In all, the topic received 3 commenters. However, student1 commented more than once. So in retrospect, there are only two unique commenters in this thread. My question is how do I ensure that I only count the unique commenters using their _id field in the JSON? I am able to count all the commenter fields in the text but I am unable to count the unique commenters. The initial code I wrote counts all the commenters field which prints 3. However, the real answer is 2 since student1 commented twice. I am now trying to put the commenter's _id in an array/list so that I can count the ids that are unique. However, I am having some trouble storing the multiple values through a loop. Please help if you can.

What I have tried:

Code that Prints Number of Commenters Field:

import json

import  requests

from collections import Counter

files ="/chatinfo.txt"

with open(files) as f:

    commenters = 0

    for line in f:

        jsondata = json.loads(line)

        if "commenter" in jsondata:

            commenters += 1


print(commenters)

Output
3


An attempt at getting the Commenter _id Field value in an array/list to compare and only count unique commenters _id:
import json
files = "/chatinfo.txt"
with open(files) as f:
	num_with_field = 0
	for line in f:
		jsondata = json.loads(line)
		dictjson = json.dumps(jsondata)
		if "commenter" in jsondata:
			commenterid = []
			commenterid.append(jsondata["commenter"]["_id"])
			print(commenterid)

Output:
			
['193984934']'['157255102']
['100365638']

____________

However, after this, I try to see what's in the array/list. I get ['100365638'] instead of all three values.

print(commenterid)

Output

['100365638']'


Out of the three, it looks like only 1 value was stored in the array/list commenterid.

Problem 1:
Can anyone help me with filling my array/list with the three values I need using the loop? The array/list should contain ['193984934']['157255102']['100365638'].

Problem 2:

In addition, how can I count the unique ids in that array? So far I've only seen how to count the frequency of the ids.

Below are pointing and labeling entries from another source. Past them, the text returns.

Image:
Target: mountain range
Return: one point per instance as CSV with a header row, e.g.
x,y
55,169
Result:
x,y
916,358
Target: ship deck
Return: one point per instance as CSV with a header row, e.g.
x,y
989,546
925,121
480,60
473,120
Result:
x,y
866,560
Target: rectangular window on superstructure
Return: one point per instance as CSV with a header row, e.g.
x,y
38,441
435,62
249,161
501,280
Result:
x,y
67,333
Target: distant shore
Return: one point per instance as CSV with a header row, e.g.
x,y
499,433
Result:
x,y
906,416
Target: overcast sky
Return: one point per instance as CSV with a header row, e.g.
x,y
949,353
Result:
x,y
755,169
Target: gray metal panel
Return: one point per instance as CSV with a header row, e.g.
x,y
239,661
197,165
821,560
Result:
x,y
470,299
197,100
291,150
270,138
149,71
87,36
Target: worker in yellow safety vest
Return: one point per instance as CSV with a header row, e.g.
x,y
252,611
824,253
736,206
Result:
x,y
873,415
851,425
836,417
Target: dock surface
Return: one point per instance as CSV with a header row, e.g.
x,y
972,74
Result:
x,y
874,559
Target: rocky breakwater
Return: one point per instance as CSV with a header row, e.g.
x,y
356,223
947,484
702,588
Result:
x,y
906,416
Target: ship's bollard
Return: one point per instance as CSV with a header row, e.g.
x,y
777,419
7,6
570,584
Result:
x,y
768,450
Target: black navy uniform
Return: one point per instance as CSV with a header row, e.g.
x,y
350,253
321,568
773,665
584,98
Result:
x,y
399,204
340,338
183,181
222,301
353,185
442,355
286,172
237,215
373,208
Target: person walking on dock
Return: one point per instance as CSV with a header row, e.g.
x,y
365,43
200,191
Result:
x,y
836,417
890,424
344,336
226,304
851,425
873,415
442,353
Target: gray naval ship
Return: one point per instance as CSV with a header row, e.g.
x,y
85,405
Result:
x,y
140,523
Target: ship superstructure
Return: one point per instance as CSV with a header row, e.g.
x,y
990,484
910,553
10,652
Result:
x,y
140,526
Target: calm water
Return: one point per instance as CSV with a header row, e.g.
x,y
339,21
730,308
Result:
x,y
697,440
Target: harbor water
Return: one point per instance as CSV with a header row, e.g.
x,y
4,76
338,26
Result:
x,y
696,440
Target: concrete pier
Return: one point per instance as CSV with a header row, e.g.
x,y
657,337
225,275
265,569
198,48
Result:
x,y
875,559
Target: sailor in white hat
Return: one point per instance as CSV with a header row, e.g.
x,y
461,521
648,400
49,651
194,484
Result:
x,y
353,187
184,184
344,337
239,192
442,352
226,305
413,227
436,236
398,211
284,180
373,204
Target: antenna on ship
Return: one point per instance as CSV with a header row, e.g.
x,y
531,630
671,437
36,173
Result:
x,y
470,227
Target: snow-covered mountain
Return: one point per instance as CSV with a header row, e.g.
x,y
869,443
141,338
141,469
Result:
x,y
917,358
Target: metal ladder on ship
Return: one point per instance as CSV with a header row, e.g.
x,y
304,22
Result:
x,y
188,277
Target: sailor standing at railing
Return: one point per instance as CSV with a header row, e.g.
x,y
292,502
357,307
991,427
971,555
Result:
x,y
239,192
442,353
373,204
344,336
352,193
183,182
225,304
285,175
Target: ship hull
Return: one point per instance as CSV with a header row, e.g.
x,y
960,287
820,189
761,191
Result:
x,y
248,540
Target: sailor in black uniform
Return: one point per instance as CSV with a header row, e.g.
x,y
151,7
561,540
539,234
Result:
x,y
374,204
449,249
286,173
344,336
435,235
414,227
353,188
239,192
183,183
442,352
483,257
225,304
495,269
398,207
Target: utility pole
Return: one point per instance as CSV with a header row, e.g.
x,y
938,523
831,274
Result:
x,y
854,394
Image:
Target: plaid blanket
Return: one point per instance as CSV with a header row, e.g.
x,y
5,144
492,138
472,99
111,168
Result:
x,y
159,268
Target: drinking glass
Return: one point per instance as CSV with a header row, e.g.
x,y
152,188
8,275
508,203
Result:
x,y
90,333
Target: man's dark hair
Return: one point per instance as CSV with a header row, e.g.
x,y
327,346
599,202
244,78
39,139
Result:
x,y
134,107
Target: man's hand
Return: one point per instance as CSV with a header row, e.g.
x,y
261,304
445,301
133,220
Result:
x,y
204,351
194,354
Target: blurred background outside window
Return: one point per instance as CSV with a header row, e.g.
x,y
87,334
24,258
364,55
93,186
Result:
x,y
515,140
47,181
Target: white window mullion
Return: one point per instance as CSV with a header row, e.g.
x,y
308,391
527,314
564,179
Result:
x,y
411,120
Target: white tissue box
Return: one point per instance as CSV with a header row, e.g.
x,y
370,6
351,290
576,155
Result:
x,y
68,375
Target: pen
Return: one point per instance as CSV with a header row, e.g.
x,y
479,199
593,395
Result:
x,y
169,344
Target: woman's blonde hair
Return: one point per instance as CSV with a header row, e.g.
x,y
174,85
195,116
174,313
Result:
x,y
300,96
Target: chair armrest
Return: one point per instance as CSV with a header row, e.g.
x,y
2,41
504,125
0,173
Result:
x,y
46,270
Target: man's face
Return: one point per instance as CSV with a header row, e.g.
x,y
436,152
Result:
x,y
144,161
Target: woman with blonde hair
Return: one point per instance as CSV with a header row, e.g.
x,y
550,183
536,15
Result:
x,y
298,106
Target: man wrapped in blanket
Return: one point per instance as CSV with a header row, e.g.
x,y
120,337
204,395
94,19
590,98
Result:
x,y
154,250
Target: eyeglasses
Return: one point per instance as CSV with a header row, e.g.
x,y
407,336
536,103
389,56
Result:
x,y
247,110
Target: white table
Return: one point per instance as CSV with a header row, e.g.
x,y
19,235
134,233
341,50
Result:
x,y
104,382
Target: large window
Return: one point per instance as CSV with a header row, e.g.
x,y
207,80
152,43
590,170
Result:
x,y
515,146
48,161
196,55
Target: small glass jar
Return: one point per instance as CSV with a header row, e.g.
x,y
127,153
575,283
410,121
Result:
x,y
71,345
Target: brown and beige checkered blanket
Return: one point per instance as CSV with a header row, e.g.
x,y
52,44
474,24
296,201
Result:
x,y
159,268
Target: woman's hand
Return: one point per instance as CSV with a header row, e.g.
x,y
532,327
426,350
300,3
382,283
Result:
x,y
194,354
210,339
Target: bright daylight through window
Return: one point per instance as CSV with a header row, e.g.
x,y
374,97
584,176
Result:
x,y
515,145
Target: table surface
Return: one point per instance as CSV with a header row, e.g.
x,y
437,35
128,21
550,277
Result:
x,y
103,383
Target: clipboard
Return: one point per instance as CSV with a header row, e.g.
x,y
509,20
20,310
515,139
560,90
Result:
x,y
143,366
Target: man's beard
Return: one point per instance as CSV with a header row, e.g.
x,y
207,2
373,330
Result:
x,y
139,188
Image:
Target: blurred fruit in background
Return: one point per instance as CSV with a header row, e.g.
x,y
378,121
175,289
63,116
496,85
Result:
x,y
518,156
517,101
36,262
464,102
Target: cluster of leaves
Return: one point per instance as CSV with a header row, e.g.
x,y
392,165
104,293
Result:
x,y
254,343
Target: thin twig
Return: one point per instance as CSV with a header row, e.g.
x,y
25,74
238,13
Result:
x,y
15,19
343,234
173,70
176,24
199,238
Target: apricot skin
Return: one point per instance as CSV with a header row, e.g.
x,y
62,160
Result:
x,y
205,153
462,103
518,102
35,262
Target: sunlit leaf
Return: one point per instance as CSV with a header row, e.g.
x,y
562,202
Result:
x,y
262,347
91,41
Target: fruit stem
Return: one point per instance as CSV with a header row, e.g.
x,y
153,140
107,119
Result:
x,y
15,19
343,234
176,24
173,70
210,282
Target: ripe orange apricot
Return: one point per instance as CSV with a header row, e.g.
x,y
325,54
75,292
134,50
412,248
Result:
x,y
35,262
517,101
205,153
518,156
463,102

Counter(commenterid).values() # counts the elements' frequency.


Do you think
len(set(commenterid))
would work? Also if you have a better way of doing this other than storing the values I need in an array or list I would love to see it. Thanks in advance.
Posted
Updated 25-Sep-18 7:15am
v3
Comments
Richard Deeming 25-Sep-18 13:11pm    
If you want to delete your question, then use the delete button to delete your question.

DO NOT vandalise your question to remove the content. Especially not after someone has kindly taken the time to answer your question!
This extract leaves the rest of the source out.